Дед взял приготовленный узелок, простился с семьёй, соседями — было часов шесть утра, и ялтинский двор уже жил обычной летней жизнью. «Энкаведэшник» терпеливо ждал у машины.
Ко всеобщему изумлению и ликованию вечером деда привезли домой, почтительно высадили из «воронка», пожали руку… Оказалось, наши прекрасно знали, что дед — инженер-технолог по фаянсу, фарфору и черепице, и возили его в Ливадию для помощи сапёрам — немцы, уходя, заминировали Ливадийский дворец. Так мой дед, бывший капитан царской армии, несколько недель провёл на крыше летнего дома Романовых, вместе с другими специалистами готовил дворец к Ялтинской конференции. Дома недоумённо рассказывал, что у «этих мальчишек», сорокалетних инженеров от высоты почему-то кружится голова…
В шестьдесят втором году он умирал в больнице от воспаления лёгких. «Вы хоть понимаете, что ваш старик — святой?» — строго спросил моих родителей пожилой рабочий, лежавший с дедом в одной палате.

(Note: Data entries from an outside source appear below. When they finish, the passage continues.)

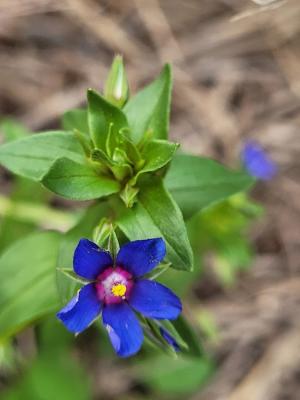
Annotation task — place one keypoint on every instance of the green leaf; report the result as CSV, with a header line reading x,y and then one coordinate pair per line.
x,y
157,154
78,181
198,182
53,375
101,114
33,156
149,109
157,215
187,333
76,119
116,89
12,130
27,285
83,229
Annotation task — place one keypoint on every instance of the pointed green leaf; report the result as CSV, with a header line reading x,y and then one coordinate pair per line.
x,y
78,181
156,154
116,89
149,109
157,215
198,182
27,287
101,114
33,156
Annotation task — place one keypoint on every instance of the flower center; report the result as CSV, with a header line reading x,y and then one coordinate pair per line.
x,y
119,289
114,285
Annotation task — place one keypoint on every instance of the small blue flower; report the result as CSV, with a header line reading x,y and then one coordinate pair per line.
x,y
116,289
257,162
169,339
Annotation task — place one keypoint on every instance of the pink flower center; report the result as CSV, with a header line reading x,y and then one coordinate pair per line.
x,y
114,285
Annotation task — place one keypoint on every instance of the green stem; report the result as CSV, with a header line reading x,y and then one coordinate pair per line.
x,y
36,213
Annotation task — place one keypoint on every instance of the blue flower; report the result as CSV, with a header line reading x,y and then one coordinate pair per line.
x,y
118,289
257,162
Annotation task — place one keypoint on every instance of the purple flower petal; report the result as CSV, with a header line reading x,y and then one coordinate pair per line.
x,y
141,256
124,329
154,300
257,162
81,311
89,260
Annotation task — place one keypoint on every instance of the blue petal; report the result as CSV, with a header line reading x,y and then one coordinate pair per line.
x,y
169,339
154,300
124,329
81,311
257,162
89,260
141,256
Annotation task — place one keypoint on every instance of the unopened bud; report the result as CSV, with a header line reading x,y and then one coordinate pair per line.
x,y
116,88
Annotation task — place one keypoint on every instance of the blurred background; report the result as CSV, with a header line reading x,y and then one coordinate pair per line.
x,y
236,76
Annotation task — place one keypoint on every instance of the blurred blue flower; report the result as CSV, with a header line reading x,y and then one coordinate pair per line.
x,y
169,339
257,162
116,289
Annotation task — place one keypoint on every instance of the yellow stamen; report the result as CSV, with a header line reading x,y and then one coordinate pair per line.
x,y
118,290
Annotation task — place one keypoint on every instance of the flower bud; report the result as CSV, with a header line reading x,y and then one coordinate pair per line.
x,y
116,88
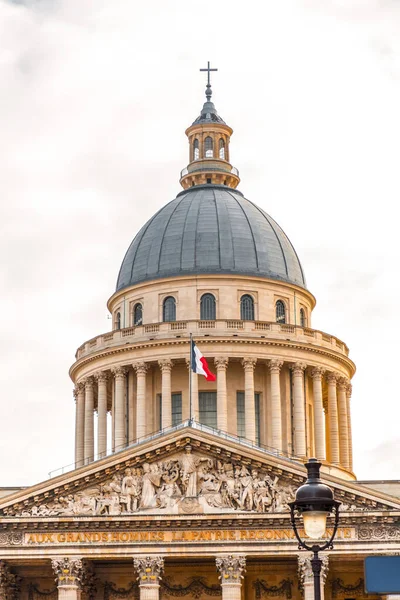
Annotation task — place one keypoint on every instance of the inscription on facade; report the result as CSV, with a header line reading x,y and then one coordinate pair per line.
x,y
181,536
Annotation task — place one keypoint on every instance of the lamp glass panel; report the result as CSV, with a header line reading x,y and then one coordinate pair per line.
x,y
314,524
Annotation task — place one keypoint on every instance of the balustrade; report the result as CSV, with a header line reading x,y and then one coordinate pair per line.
x,y
222,326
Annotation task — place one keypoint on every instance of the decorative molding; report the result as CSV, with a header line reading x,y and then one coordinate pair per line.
x,y
140,367
230,568
275,365
221,362
284,588
339,588
68,571
378,532
88,580
249,363
186,482
35,594
294,345
317,373
102,376
298,368
11,538
111,592
149,569
165,365
10,584
119,372
332,378
305,573
197,587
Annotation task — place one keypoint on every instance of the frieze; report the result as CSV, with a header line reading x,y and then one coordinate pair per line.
x,y
170,536
11,538
379,532
185,483
339,588
284,588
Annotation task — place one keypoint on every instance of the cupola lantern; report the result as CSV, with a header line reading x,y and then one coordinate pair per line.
x,y
209,138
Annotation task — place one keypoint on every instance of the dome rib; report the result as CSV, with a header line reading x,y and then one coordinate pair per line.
x,y
250,228
276,235
210,229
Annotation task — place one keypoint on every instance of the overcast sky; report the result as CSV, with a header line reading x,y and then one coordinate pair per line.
x,y
95,96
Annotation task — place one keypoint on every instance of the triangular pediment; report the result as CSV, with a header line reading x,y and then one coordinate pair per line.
x,y
187,472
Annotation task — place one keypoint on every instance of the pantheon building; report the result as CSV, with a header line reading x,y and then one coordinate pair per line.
x,y
180,485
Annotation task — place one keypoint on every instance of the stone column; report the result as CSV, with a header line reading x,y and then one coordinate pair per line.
x,y
306,577
149,570
80,424
299,413
195,394
102,378
166,395
10,584
333,418
231,568
221,363
89,420
249,404
319,417
343,423
276,404
119,407
68,572
141,370
348,397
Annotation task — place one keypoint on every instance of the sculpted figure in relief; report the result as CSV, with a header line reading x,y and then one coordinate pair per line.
x,y
170,486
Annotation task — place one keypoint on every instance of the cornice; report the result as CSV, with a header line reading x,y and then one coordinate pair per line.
x,y
224,276
173,342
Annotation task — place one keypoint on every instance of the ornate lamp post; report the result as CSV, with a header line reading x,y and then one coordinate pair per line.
x,y
314,502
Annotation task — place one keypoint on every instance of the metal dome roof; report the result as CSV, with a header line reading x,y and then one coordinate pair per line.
x,y
210,229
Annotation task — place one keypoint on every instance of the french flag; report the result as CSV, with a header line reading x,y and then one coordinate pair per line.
x,y
199,363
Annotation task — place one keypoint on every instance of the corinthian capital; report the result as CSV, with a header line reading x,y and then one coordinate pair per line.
x,y
140,367
149,569
332,378
317,372
275,365
230,568
221,362
101,376
80,387
119,372
249,363
298,368
165,365
88,382
68,570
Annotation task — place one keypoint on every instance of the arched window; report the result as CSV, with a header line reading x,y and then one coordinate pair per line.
x,y
138,314
247,308
207,308
208,147
280,312
222,149
196,151
169,309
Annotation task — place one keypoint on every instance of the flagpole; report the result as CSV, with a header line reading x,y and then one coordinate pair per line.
x,y
190,383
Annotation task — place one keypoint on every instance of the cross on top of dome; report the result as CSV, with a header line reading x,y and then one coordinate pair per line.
x,y
208,88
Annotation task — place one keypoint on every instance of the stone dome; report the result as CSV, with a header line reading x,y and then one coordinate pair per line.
x,y
210,229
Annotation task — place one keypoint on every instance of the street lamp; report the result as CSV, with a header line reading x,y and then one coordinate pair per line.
x,y
314,502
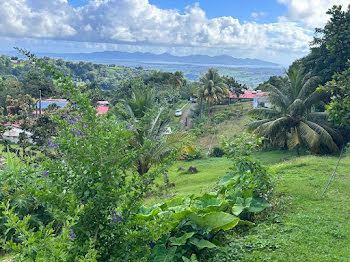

7Мы продолжаем искать могилу Алексеевых, родителей Станиславского. А небо над Введенским кладбищем просто немыслимой синевы. Голые ветви деревьев по-весеннему тянутся к солнцу, радостно чирикают воробьи, то и дело золотом взблёскивает в прозрачной сини ещё один не захотевший слететь ясеневый или кленовый лист. А рябины-то — действительно коралловые, как написал о них Бунин в «Антоновских яблоках». Я редко бываю на природе и поэтому думала, что сравнение с кораллом уж слишком экзотично. Нет, всё правильно, молодец Иван Алексеевич!
Наташка уже несколько раз подзывала Афанасьича, но это оказывались могилы Алексеевых-однофамильцев. И я встречаю своих однофамильцев — Андреевых и даже одну Яблонскую А.Г. Фотографии нет, дат жизни нет, только моя фамилия на тёмно-сером в розовую искорку граните. И вдруг…
— Нашла! Нашла! Идите сюда! Скорее! — ору я хриплым, срывающимся от волнения голосом.
— Что, Алексеевы?! — подбегает Андрей.
— Ой, правда? Не может быть, — ковыляет с другой стороны заметно уставшая Наталья, она, по-видимому, растёрла ногу.
— Да какие Алексеевы! Я нашла бабушку и дедушку моей подруги.
С невысокого памятника на нас смотрит, ласково улыбаясь, пожилая женщина в очках. Я сначала увидела этот добрый внимательный взгляд, поняла, что мы знакомы очень давно, может быть, всю жизнь, что это родной мне человек, и только потом прочитала фамилию и имя отчество — Вера Николаевна. Фамилия, кстати, не Вари, моей институтской подруги, а её папы, Владимира Георгиевича. Варя носила уютно-округлую украинскую фамилию мамы. Просто её родители так решили: у Вари будет мамина фамилия, а у Димы, младшего брата, — папина. Потому, наверное, что отцовская фамилия — редкая, необычная и могла показаться немного грубоватой, тяжеловесной для нежной, утончённой девочки. Варя рассказывала, что их фамилия, возможно, от осетинского корня, а с появлением Интернета обнаружились однофамильцы, предполагающие французское происхождение. Но это неважно! Мне и без фамилии ясно — это Варины дедушка и бабушка. Вот и дедушка Георгий Иванович в офицерском кителе с полковничьими погонами и орденскими планками — вылитый Димка, каким он будет лет через тридцать.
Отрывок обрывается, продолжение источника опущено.